Stackhouse characterizes his position as a melding of four and five (Christ in Paradox with Culture and Christ transforming culture.) Four can rightly be criticized for becoming too accommodating to culture. Yet five often suffers from a manic hubris that debilitates achieving realistic levels of shalom. Somewhere between complacency and idealism is the right tension. This is what Stackhouse aims for.
The book can almost be divided into two books. Chapters 2, 3, and 4 review how C. S. Lewis, Reinhold Niebuhr, and Dietrich Bonhoeffer each struggled to relate Christ and culture in their work and lives. The book's second part does not build directly on these three vignettes but clearly dives into the issues highlighted by these scholars.
Echoing the sentiments of N. T. Wright in the book I reviewed yesterday, Stackhouse writes, "We do not go back to the garden, and we do not go up to heaven. We go forward to the New Jerusalem." (200) In some way, our efforts and energies in this life are redeemed and carried forward into the new creation. Unlike Wright, Stackhouse repeatedly connects this understanding and what it means for our work-a-day existence in the world. And he does so compellingly.

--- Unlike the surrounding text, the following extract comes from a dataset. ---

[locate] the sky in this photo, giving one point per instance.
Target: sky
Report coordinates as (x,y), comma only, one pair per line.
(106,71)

I can't tell you what a pleasure it was to read this book. I've often considered my "Christ and Culture" perspective a "radical realist." This was my way of capturing the tension between doggedly pursuing the greatest shalom within the confines of the knowledge that shalom cannot be fully consummated until the new creation. This ongoing tension in my life has led me to such ambivalent relationships with Evangelicalism, mainline Protestantism, and the emerging church. I rarely read a book that so clearly articulates the nuance and tension I see in living out the Christian life. There is too much here for me to summarize in this review.
The book is long and meaty but well-written. It is going on my shelf right next to Miroslav Volf's (who endorsed this book) Work in the Spirit and Darrel Cosden's A Theology of Work. (That means the Kruse book Hall of Fame.) Whether you are a Christian wrestling with culture or a pastor leading a congregation of folks who are, this is a must read!